The Judge Ruling Stands
The two page order was issued earlier their week, just days after attorneys representing the governor as well as the Department of Business and Professional Regulation submitted a 33 page document to request changes to the ruling from November 9th in which Hinkle was in favor of the tribe.
In the two page order, Hinkle stated that the case had been tried in court and a written opinion set out the findings of the court of fact as well as the conclusions of law. The defendant moved to amend the judgement or alter the ruling. For the most part, Hinkle says the motion reargues the merits and the original opinion has analyzed the issues correctly. The order denies the motion to alter or amend the decision.
The ruling in November along with the order from this week are part of a legal fight involving the game of blackjack and other types of casino games that casinos operated by the Seminole tribe are offered. Games include designated player games at pari-mutuel facilities as well as horse racing facilities that are regulated by the state.

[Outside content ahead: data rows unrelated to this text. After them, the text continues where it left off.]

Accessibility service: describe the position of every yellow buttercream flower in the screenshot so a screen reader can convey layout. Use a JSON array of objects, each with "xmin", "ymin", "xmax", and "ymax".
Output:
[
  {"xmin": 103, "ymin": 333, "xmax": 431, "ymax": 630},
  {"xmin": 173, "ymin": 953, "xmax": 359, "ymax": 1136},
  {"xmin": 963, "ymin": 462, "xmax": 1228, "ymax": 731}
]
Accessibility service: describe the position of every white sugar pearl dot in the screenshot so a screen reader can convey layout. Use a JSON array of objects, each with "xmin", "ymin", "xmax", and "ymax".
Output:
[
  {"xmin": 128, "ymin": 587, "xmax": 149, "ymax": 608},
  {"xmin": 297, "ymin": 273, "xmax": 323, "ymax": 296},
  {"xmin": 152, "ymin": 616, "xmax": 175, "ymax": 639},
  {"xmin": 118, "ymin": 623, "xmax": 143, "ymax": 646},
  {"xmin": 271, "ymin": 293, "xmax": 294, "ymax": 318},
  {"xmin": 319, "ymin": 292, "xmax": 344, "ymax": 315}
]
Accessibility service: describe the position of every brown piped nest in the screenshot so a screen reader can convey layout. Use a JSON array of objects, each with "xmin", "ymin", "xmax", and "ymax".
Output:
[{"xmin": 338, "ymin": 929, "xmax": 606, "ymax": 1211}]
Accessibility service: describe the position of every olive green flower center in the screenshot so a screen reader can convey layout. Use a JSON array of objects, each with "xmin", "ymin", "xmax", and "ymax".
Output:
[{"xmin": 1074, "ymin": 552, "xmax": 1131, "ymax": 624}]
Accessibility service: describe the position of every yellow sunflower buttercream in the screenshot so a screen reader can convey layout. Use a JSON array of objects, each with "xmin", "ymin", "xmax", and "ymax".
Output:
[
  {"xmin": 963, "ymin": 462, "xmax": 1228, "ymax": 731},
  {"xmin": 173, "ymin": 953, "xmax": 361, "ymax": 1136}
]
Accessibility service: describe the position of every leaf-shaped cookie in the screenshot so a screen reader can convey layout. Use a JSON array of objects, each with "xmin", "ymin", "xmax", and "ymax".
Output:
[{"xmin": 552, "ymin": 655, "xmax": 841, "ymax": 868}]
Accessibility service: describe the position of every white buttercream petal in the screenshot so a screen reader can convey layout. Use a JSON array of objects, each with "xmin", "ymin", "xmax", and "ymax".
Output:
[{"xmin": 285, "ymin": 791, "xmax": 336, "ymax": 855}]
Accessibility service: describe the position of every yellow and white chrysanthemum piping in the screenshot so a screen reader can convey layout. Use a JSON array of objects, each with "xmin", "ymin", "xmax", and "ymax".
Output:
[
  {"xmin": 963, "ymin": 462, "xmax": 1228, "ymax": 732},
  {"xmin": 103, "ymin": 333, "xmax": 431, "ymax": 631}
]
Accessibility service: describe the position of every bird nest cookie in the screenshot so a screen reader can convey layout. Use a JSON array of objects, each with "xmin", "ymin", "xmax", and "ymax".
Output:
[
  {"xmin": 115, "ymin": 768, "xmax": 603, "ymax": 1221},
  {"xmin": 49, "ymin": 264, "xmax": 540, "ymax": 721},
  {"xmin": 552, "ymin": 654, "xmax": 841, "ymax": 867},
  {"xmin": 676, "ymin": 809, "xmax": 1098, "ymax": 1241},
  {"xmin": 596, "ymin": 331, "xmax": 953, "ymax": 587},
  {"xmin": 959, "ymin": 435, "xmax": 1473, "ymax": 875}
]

Hinkle sided with the tribe back in November by ruling that designated-player games at pari-mutuels are in violation of an agreement from 2010 that provided the tribe with exclusive rights to operate banked card games. This included the game of blackjack. In exchange, the state would be paid $1 billion.
The tribe had a five year agreement with the state involving banked card games which is part of a larger twenty year deal. This deal expired in 2015 which caused the tribe to file a lawsuit. The state then filed a separate claim to ask the judge to order the tribe to shut down the game of blackjack as well as other banked games that the Seminole tribe continued to offer.
Judge Hinkle was in agreement with the tribe, stating that the state-authorized designated games, also called player-banked games, were an exception to the give year agreement. The tribe are to be allowed to offer the banked games currently and will be able to for the remainder of the 20 year term contract, based on the ruling by Hinkle.
As the legal proceedings have taken place in the state, the administration for Scott along with the Seminole Tribe, have continued to try and revise a new compact. Efforts in the past have been shot down by legislators, though approved by the governor. On Tuesday, the Senate President Joe Negron stated that getting a compact ratified is a priority for him and this would require approval from legislators. The tribe has yet to provide any details of negotiations in regards to a new compact.
This issue has been ongoing for some time now. The tribe wants to continue to have the monopoly on the banked card games while other gambling facilities would like to offer some other type of gambling options on top of what is already offered. It seems that 2016 will end with the fight still ongoing and possibly a solution will be created once 2017 rolls around.